Ignacy Gryczynski Univ. of Maryland School of Medicine/Baltimore (United States) Jozef Kusba Univ. of Maryland/Baltimore School of Medicine (United States) Joseph R. Lakowicz Univ. of Maryland School of Medicine/Baltimore (United States)
The use of light quenching to selectively eliminate the emission of biochemical fluorophores based on the emission wavelength is described. To demonstrate the possibility of wavelength-selective light quenching, a mixture of two fluorophores, 4-(dimethylamino)-4'-cyanostillene (DCS) and Prodan, emitting at different wavelengths was examined first. The emission spectrum and intensity decay were altered by the 570-nm quenching pulse due to selective quenching of the longer wavelength emission of DCS. Quenching of the solvent-sensitive fluorophore partially bound to human serum albumin and partially in the aqueous phase was then examined. Light quenching with a long wavelength (570 nm) time-delayed pulse selectively
quenched the Prodan fluorophore in the aqueous phase while in the presence of the Prodan bound to human serum albumin, which emitted at shorter wavelengths, was not quenched.

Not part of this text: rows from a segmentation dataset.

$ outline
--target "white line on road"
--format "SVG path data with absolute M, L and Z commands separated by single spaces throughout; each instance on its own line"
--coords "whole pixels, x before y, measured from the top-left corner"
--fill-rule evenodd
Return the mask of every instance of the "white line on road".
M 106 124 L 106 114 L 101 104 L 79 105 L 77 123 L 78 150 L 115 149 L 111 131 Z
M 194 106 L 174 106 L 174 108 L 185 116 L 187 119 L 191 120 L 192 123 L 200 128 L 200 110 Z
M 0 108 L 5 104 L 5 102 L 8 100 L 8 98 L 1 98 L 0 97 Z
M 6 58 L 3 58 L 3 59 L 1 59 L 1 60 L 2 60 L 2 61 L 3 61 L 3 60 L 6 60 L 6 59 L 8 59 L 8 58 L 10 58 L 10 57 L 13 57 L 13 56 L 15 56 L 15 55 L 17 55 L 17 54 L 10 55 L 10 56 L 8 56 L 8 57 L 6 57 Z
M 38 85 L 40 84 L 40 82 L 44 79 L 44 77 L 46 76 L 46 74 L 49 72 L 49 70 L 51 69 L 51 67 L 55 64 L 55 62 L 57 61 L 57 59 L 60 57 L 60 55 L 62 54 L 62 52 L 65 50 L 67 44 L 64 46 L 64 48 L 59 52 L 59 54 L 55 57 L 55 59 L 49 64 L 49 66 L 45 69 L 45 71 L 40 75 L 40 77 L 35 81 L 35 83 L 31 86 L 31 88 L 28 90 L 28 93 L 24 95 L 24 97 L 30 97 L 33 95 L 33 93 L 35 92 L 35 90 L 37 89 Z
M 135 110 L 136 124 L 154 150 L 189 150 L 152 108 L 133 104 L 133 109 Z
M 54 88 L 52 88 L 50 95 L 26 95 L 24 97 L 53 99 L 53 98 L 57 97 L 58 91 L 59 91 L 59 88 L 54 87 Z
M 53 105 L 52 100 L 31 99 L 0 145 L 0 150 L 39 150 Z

Using one-beam short wavelength excitation and quenching, a selective quenching of the blue-shifted emission of ribonuclease T1 in the presence of the red-shifted emission of the tryptophan residue in adrenocorticotropic hormone was observed. In both systems wavelength-selective light quenching was demonstrated by a shift in the emission spectra, and by changes in the intensity decay consistent with preferential quenching of one species. Light quenching is instantly reversible by blocking or defocusing of the quenching beam. It can occur for inaccessible residues or in viscous solvents, and thus can be of wide applicability for resolving the complex emission of biological macromolecules.